Se le llama la "paradoja del abuelo", porque su versión original plantea un escenario en el que un nieto viaja al pasado para matar a su abuelo antes de que tuviera a su padre.

El problema es que si mata a su abuelo, el viajero nunca podría haber nacido.
Si no puede nacer, no puede viajar, así que el viaje en el tiempo tampoco sería posible.
Esquivar la paradoja​Para resolver esta paradoja se han propuesto varios ejercicios mentales, pero ahora, dos investigadores en Australia, proponen una solución matemática para evitarla.

Los investigadores querían analizar cómo se comporta la dinámica de un cuerpo, es decir, su movimiento en el espacio-tiempo, al entrar en una curva de viaje al pasado.
Para eso crearon un modelo matemático con el que calcularon que un "agente" que entra en un bucle de viaje al pasado, puede tomar distintos caminos sin que se altere el resultado de sus acciones.
Su ejercicio abstracto muestra que varios agentes pueden comunicarse en el pasado y el presente, sin que haya una relación causa efecto.

Eso significa que "los eventos se ajustan a sí mismos, de manera que siempre habrá una única solución consistente", le dice a BBC Mundo Germain Tobar, estudiante de física en la Universidad Queensland y autor del estudio, que estuvo supervisado por el profesor Fabio Costa, filósofo y físico teórico.

*¿Y qué significa esto?*

Volviendo al ejemplo de la pandemia, lo que dice el estudio es que si viajas al pasado podrías hacer lo que quisieras, pero sería imposible que cambiaras el resultado de los hechos.

Es decir, tendrías libre albedrío, pero no podrías evitar que se desatara la pandemia.
Podría ocurrir, por ejemplo, que mientras tratas de detener al paciente cero, sea otra persona la que se contagie, o incluso tú mismo.
Según el modelo de Tobar, los hechos más relevantes se calibrarían constantemente para evitar cualquier inconsistencia (paradoja) y así llegar siempre a un mismo resultado, en este caso, el inicio de la pandemia.

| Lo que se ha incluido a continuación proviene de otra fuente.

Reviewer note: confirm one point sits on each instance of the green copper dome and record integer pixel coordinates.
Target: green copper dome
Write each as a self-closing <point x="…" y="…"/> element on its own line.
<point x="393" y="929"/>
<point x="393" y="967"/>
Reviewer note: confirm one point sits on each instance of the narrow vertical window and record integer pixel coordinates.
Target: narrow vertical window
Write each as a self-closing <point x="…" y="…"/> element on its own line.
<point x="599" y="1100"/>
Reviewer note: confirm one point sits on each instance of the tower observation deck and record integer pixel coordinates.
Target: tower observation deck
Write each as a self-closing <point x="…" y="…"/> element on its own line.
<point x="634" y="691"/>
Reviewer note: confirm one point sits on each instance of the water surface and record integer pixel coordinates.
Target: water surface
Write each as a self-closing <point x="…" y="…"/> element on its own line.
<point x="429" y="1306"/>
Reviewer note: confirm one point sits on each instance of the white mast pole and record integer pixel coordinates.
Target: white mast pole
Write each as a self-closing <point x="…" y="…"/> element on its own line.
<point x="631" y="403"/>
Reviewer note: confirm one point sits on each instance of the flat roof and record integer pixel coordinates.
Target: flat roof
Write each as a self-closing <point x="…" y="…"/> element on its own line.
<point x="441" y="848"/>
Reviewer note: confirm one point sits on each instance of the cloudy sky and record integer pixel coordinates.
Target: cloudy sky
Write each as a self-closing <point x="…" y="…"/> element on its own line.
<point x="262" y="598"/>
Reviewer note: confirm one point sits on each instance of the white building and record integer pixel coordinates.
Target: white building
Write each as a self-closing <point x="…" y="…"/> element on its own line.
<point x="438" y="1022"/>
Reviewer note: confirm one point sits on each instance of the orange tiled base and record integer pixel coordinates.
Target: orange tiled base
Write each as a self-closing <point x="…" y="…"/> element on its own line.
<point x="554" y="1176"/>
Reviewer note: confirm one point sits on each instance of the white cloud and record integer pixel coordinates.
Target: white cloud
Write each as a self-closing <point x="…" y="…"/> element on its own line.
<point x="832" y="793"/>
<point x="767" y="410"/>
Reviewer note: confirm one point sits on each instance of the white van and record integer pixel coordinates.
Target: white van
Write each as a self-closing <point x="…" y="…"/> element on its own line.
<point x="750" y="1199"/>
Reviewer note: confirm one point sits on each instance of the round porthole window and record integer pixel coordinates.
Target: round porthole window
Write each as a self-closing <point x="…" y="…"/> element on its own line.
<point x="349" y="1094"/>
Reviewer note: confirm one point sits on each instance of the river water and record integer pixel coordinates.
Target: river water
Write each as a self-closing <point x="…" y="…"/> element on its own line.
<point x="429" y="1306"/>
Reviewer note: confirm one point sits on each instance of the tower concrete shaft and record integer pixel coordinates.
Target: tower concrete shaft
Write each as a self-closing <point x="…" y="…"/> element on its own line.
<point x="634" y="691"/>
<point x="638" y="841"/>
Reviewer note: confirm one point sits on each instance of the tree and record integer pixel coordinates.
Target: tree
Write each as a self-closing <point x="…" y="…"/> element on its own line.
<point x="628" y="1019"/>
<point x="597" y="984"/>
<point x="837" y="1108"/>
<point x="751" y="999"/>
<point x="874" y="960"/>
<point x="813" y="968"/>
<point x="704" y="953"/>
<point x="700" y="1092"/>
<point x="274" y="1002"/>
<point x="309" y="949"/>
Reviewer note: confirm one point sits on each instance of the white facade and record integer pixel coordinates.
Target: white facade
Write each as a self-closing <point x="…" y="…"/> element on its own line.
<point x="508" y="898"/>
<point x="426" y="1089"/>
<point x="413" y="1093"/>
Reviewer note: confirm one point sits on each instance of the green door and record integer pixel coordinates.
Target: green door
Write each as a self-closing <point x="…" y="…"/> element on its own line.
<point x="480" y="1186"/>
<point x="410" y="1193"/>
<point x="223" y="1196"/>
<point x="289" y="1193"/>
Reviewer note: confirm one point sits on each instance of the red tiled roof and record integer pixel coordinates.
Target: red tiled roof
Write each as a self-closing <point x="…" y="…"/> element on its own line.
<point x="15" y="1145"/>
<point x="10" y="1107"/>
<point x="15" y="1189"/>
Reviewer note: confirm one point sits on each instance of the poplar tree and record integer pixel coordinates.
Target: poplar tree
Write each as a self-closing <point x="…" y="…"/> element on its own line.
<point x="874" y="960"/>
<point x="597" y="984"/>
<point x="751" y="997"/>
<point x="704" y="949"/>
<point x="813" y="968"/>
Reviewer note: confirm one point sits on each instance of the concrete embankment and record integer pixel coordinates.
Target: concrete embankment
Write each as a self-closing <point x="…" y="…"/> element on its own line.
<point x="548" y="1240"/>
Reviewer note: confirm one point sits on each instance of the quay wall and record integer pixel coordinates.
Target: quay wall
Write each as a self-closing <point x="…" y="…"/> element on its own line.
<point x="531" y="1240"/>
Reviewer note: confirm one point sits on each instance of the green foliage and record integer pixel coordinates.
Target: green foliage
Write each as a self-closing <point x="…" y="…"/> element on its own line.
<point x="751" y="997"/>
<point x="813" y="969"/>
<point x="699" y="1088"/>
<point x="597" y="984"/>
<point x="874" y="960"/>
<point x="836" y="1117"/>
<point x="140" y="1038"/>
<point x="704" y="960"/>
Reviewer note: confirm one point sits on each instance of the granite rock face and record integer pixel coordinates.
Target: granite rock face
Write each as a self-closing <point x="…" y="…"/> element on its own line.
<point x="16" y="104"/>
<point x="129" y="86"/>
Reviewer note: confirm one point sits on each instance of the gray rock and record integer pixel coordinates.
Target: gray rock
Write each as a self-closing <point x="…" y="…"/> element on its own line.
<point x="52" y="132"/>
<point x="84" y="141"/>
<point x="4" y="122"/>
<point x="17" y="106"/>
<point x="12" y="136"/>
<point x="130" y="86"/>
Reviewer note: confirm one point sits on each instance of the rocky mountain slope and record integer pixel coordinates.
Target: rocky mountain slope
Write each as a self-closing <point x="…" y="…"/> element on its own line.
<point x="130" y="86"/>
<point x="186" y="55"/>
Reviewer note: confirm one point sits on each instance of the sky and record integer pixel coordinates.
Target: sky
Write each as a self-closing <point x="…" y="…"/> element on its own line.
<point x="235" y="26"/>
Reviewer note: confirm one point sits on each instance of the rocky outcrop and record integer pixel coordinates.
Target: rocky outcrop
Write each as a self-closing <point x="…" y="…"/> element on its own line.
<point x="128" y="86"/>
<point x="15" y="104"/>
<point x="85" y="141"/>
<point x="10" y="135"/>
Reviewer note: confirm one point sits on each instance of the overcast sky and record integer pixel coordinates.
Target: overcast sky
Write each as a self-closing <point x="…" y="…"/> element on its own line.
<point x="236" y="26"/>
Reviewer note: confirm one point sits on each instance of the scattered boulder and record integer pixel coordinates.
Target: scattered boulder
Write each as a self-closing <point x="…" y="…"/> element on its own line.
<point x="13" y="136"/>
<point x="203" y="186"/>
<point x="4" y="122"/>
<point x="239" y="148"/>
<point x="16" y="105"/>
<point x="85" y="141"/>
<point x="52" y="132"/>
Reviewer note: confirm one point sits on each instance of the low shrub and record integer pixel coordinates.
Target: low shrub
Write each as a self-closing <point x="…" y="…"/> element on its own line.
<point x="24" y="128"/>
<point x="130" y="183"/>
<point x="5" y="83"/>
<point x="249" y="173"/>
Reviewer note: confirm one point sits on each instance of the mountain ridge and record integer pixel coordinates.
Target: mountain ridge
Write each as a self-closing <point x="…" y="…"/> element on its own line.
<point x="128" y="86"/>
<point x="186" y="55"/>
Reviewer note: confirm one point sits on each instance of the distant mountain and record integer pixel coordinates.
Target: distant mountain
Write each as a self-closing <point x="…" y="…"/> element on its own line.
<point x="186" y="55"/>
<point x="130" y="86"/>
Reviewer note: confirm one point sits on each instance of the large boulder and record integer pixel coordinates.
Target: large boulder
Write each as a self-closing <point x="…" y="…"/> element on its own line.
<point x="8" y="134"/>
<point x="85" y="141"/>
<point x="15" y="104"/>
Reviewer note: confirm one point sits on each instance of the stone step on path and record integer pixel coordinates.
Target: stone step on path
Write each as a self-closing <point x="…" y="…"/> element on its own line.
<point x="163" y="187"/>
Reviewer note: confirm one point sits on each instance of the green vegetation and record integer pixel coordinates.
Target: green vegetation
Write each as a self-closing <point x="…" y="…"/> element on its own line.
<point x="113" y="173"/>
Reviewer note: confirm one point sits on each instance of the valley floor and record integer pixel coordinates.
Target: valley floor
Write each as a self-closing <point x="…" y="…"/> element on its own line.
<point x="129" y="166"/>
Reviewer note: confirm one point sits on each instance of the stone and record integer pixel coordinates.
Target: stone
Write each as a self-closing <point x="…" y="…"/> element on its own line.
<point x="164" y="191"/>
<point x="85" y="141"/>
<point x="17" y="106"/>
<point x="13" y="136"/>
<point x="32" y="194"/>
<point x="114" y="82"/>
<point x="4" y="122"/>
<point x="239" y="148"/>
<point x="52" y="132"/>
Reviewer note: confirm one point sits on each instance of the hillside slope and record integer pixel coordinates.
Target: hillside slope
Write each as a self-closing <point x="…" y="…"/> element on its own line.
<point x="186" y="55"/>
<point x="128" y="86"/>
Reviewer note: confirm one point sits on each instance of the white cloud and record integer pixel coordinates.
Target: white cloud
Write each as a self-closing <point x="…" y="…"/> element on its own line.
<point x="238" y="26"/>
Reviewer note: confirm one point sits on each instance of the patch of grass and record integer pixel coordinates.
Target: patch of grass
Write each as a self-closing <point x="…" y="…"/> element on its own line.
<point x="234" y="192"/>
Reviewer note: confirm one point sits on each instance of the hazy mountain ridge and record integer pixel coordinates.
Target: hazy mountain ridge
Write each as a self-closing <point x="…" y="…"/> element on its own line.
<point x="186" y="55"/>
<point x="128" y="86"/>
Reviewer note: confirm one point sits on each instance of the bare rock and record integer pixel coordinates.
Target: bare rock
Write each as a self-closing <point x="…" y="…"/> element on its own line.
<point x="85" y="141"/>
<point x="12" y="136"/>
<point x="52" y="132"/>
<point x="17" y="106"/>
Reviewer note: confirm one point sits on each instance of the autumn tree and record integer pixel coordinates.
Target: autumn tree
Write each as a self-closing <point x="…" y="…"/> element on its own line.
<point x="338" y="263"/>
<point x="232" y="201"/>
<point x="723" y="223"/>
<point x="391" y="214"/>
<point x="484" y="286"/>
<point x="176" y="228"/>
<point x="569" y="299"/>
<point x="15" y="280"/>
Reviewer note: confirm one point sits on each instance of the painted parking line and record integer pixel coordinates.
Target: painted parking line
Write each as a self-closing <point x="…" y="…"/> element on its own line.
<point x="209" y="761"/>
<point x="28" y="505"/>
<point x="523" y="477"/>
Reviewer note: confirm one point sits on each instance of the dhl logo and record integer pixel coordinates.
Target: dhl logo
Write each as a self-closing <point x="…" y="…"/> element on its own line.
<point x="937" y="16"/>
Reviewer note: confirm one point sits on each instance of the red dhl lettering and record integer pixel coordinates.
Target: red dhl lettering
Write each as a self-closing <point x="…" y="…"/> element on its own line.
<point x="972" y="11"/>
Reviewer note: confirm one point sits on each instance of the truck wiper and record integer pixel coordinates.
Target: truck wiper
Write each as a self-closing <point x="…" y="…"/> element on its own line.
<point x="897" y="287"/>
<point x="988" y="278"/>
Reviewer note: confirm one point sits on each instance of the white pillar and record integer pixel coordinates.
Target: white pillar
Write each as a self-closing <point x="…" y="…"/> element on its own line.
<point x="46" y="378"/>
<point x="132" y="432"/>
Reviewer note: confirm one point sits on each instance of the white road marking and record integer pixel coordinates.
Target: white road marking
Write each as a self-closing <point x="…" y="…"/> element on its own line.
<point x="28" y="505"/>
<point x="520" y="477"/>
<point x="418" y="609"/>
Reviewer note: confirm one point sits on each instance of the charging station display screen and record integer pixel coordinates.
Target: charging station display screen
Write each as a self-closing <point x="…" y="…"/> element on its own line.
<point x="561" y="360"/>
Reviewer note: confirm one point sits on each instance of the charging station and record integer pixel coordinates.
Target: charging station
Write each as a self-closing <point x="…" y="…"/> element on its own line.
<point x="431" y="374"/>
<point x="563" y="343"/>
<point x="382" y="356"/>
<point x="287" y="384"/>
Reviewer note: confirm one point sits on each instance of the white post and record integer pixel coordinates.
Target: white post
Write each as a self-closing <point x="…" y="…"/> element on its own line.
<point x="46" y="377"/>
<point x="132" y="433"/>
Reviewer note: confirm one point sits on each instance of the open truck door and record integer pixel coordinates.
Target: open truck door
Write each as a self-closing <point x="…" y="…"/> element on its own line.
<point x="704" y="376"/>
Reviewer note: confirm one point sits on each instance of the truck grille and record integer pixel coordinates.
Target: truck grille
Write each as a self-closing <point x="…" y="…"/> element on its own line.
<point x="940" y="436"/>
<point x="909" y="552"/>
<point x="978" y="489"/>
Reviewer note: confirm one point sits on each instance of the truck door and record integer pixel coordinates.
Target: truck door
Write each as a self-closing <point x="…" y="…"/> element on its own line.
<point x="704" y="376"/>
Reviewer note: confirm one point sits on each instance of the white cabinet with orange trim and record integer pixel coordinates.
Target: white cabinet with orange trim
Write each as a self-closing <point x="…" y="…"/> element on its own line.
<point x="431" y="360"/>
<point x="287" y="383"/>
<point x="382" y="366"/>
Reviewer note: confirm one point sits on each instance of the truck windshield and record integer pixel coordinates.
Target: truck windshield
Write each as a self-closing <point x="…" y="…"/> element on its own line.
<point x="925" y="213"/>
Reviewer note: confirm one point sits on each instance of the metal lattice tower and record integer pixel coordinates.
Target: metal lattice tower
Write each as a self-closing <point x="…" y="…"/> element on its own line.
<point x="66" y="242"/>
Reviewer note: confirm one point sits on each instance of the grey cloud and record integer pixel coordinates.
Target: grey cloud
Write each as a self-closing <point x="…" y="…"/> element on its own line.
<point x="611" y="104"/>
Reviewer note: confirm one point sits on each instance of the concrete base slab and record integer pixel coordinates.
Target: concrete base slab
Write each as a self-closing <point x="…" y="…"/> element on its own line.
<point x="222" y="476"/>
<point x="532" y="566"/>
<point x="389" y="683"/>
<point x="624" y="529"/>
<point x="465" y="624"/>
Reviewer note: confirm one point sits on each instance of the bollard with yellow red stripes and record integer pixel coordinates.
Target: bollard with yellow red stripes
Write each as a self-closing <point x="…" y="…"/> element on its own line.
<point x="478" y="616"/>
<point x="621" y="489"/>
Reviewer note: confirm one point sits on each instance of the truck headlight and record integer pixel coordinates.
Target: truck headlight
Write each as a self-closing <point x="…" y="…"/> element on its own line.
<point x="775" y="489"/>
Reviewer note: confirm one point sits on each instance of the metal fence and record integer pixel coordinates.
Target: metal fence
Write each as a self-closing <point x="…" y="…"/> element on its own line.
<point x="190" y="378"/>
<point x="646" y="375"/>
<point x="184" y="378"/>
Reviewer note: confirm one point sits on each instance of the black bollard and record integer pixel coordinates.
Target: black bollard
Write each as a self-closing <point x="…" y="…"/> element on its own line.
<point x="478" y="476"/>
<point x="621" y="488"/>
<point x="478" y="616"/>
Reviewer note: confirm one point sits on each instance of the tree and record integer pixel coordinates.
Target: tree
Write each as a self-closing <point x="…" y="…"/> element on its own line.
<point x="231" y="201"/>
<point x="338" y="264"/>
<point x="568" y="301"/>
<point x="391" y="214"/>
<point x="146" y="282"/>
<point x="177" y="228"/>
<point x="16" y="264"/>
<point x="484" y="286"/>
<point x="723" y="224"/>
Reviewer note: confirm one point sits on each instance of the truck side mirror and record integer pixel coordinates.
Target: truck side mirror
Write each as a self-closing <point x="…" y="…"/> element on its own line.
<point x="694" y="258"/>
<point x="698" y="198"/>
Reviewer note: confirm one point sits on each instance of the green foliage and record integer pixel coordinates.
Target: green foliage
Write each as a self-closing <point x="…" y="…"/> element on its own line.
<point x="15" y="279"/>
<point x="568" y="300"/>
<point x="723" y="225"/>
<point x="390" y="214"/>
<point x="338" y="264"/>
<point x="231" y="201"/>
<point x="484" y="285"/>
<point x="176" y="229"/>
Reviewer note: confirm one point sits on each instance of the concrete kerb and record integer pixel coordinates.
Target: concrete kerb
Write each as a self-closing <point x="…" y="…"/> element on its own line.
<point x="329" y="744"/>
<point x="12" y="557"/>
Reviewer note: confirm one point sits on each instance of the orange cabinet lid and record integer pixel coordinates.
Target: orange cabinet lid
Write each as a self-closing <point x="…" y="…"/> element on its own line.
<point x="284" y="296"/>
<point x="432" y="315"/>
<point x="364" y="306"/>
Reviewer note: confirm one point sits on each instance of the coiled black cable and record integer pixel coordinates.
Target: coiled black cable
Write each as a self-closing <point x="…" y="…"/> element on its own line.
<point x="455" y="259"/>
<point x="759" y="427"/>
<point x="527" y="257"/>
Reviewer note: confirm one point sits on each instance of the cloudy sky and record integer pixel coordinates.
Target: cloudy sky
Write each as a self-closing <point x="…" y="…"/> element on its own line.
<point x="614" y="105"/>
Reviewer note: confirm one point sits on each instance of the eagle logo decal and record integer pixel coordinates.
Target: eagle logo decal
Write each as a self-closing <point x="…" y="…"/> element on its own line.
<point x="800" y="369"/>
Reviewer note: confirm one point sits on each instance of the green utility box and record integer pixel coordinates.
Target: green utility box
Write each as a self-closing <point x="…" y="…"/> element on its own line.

Comprender el universo​El estudio de Tobar es aplicable solo de manera abstracta en el campo de las matemáticas.
"Es un trabajo interesante", le dice a BBC Mundo Chris Fewster, profesor de matemáticas en la Universidad de York, quien estudia modelos de viajes en el tiempo.

Fewster, sin embargo, advierte que ahora "falta ver si las condiciones abstractas que han impuesto (los autores) se cumplen dentro de las teorías de la física actualmente conocidas".
Tobar dice que ese es precisamente el reto que tienen ahora: poner a prueba su modelo en un escenario de la física.
Por ahora, aunque su trabajo está lejos de lograr que los viajes en el tiempo sean una realidad, Tobar dice que es un avance para entender mejor las leyes que rigen el universo.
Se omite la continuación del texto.